If you're not a novice programmer, I'd strongly suggest looking over the text before purchasing.
It would, I think, be useful for a novice programmer, or someone fresh out of school who's been working on class assignments, rather than real-world projects.
The author is focused on individual or small-team development, but I would have liked to have seen quite a bit more on design and development processes.
This book is a great introductory text into general programming techniques: take advantage of your IDE, use tools that complement your IDE, use test driven development, map out a project, team development, track your time, etc.
Almost all the subjects deal with programmer professionalism. Subjects that we take for granted that no one really writes about and most programming texts do not delve into: leverage your tools, look for resources beyond the accepted tool set. Will this make you a top notch programmer? No, but it's like having a break room conversation with a programmer ace and realizing that what you do could be a lot easier.
As someone who doesn't develop .NET software (nor even Windows software at the moment), I found myself skimming or completely skipping large portions of the book that described .NET- and Windows-specific tools. The further I got along in the book, the more I found myself reading only the general overview sections to get an idea of what Mr. Gunderloy was trying to say, and then skipping the specifics. A lot of the ideas and advice in this book are basic, so they may appeal more to beginning programmers than to experienced developers. However, the information is good, and it provides a helpful foundation for good development habits.
If you're a beginning .NET programmer, I think this would be a great book to read. If you're a beginning Mac, Unix or other non-Windows/.NET programmer, you'll probably pick up some good tips, but there are likely better books out there for you. If you're an experienced .NET programmer, you'll probably have a good background in most of the material, but the overviews of available tools might be helpful.
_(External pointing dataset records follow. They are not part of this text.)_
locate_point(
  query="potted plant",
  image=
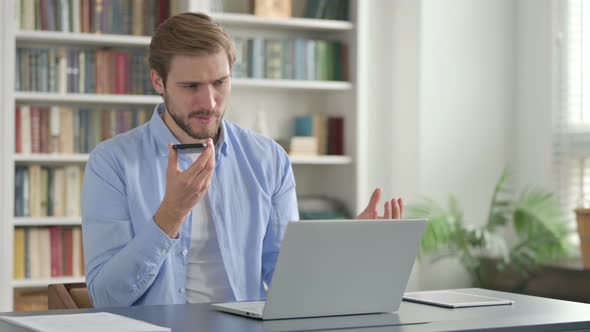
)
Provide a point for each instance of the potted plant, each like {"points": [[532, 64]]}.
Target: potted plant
{"points": [[534, 216]]}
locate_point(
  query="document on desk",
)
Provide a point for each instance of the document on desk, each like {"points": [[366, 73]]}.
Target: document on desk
{"points": [[90, 322]]}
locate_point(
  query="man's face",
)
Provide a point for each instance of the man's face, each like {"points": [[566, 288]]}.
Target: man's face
{"points": [[196, 94]]}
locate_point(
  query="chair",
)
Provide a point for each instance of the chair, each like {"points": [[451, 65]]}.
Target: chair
{"points": [[68, 296]]}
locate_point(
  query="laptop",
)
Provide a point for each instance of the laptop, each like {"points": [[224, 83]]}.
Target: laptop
{"points": [[338, 267]]}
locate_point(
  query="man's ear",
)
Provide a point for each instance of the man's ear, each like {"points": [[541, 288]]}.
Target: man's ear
{"points": [[157, 81]]}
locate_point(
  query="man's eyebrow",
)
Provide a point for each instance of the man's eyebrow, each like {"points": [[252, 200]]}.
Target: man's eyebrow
{"points": [[201, 82]]}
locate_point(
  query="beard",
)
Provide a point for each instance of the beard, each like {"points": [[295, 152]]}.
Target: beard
{"points": [[184, 124]]}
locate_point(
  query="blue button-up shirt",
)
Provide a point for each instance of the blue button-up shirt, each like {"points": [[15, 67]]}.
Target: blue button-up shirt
{"points": [[129, 260]]}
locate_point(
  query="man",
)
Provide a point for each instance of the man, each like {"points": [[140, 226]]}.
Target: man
{"points": [[163, 228]]}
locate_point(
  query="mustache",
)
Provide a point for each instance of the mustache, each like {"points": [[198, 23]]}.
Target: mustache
{"points": [[203, 113]]}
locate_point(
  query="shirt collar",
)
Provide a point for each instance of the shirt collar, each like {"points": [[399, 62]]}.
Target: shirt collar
{"points": [[163, 136]]}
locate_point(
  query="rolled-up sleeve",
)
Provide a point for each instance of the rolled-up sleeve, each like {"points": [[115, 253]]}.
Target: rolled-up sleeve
{"points": [[121, 261], [283, 211]]}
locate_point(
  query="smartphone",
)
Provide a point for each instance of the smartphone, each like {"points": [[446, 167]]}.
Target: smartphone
{"points": [[189, 148]]}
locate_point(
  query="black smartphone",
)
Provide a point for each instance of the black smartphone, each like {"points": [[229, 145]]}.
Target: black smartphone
{"points": [[189, 148]]}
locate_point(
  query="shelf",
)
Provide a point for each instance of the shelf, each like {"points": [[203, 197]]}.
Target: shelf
{"points": [[286, 23], [81, 39], [80, 98], [50, 158], [47, 221], [291, 84], [320, 160], [29, 283]]}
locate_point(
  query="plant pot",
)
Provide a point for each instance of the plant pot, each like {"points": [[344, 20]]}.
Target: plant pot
{"points": [[583, 220]]}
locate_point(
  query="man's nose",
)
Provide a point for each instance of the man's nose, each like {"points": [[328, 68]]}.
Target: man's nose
{"points": [[207, 97]]}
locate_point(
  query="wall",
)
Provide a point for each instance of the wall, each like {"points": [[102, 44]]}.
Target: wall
{"points": [[446, 110], [535, 97]]}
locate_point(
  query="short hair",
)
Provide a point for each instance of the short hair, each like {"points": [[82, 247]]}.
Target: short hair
{"points": [[187, 34]]}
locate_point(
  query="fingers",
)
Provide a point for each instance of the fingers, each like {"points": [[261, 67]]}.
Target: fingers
{"points": [[172, 168], [387, 210], [203, 162], [374, 201], [395, 208], [202, 180]]}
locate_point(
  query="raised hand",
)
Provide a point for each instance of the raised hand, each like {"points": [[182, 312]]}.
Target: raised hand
{"points": [[392, 209], [184, 189]]}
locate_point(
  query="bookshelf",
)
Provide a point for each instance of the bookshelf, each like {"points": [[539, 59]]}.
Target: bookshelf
{"points": [[279, 99]]}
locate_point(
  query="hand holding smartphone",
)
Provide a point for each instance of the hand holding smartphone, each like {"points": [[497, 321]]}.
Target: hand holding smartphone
{"points": [[189, 148]]}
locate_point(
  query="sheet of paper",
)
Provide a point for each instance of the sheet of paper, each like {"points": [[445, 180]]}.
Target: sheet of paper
{"points": [[100, 321]]}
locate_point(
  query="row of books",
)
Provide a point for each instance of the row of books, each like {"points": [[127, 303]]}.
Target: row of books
{"points": [[72, 70], [130, 17], [42, 191], [318, 134], [45, 252], [67, 130], [296, 59], [326, 9]]}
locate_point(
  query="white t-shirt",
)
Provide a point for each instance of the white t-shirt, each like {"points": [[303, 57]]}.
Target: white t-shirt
{"points": [[206, 278]]}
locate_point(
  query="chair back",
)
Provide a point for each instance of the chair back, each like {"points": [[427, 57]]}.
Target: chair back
{"points": [[68, 296]]}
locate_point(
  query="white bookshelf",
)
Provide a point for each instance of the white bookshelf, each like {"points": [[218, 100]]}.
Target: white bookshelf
{"points": [[337, 176], [31, 283], [46, 221], [252, 21], [52, 159], [321, 160], [84, 99], [80, 39]]}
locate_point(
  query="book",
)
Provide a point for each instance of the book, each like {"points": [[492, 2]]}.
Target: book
{"points": [[56, 241], [19, 253], [272, 8], [72, 184], [77, 252]]}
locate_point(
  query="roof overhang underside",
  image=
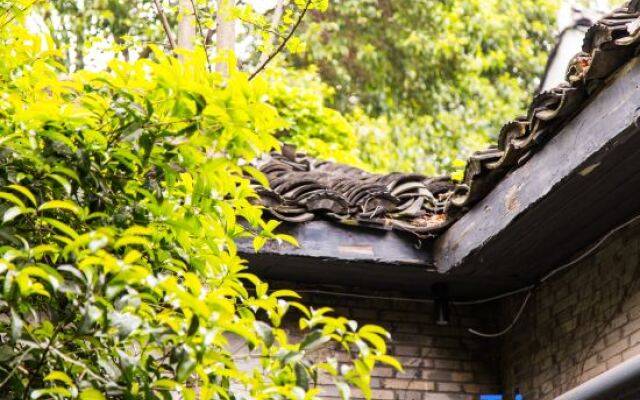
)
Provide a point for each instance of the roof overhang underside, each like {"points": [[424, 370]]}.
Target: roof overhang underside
{"points": [[580, 185]]}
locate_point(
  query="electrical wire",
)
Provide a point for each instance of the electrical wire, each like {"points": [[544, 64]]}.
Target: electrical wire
{"points": [[363, 296], [529, 289], [510, 326], [545, 278]]}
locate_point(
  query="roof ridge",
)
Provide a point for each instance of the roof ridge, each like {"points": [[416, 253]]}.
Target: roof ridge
{"points": [[303, 187]]}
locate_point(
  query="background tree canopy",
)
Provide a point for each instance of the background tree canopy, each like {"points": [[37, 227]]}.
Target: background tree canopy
{"points": [[426, 82], [417, 84]]}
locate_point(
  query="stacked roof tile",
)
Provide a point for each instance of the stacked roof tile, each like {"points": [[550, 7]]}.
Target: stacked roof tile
{"points": [[303, 188]]}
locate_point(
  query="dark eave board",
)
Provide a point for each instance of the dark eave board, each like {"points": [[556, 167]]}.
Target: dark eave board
{"points": [[335, 254], [582, 184]]}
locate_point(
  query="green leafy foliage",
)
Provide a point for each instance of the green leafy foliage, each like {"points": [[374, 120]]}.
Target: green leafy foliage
{"points": [[122, 194], [426, 82]]}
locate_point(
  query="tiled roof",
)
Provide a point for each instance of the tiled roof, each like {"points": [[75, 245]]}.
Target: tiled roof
{"points": [[303, 188]]}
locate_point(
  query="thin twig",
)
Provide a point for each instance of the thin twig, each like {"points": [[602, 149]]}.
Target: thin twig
{"points": [[284, 42], [79, 364], [13, 371], [42, 360], [165, 24], [277, 14]]}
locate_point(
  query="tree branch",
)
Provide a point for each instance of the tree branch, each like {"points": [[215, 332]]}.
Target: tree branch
{"points": [[283, 44], [165, 24], [273, 29], [201, 31]]}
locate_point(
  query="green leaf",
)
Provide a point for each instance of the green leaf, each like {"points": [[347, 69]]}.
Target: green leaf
{"points": [[61, 205], [91, 394], [59, 376], [24, 191]]}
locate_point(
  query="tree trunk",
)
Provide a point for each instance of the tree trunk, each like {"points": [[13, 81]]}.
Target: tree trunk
{"points": [[225, 34]]}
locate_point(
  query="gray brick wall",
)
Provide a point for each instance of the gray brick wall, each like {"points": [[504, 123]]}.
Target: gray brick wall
{"points": [[577, 325], [441, 362]]}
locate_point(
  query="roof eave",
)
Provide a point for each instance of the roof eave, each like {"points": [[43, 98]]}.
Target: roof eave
{"points": [[580, 185]]}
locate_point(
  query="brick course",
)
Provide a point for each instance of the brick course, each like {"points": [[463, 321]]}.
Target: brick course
{"points": [[577, 325], [440, 362]]}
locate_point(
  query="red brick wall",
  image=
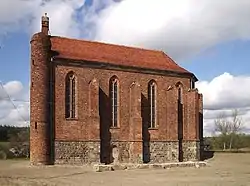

If you're an experienced non-Windows/.NET programmer, I would not recommend this book -- the general ideas are fairly basic, and the specific advice will probably not be terribly applicable to your work.
The author covers project planning and setup from spec to code storage in chapters one to three. Chapters four and five cover some good practices with .NET code. Chapters six through eight; .NET tools. Chapters nine and ten; bug tracking in .NET. Chapter 11 is how to work with people. Chapters 12 and 14 documentation and licensing. Chapter 13 and 15 build and deployment of .NET projects.
At the time of it's writing this book would have been great for a developer who was fresh out of college and starting a .NET job. I often found myself thinking, "Yep, I do that because learned the hard way". I also found myself skipping sections when author mentioned a specific tool.
I wish I could give this book a good review. Had I read this when it came out I would have given it five stars. Now it's worth at most a skim of the good chapters.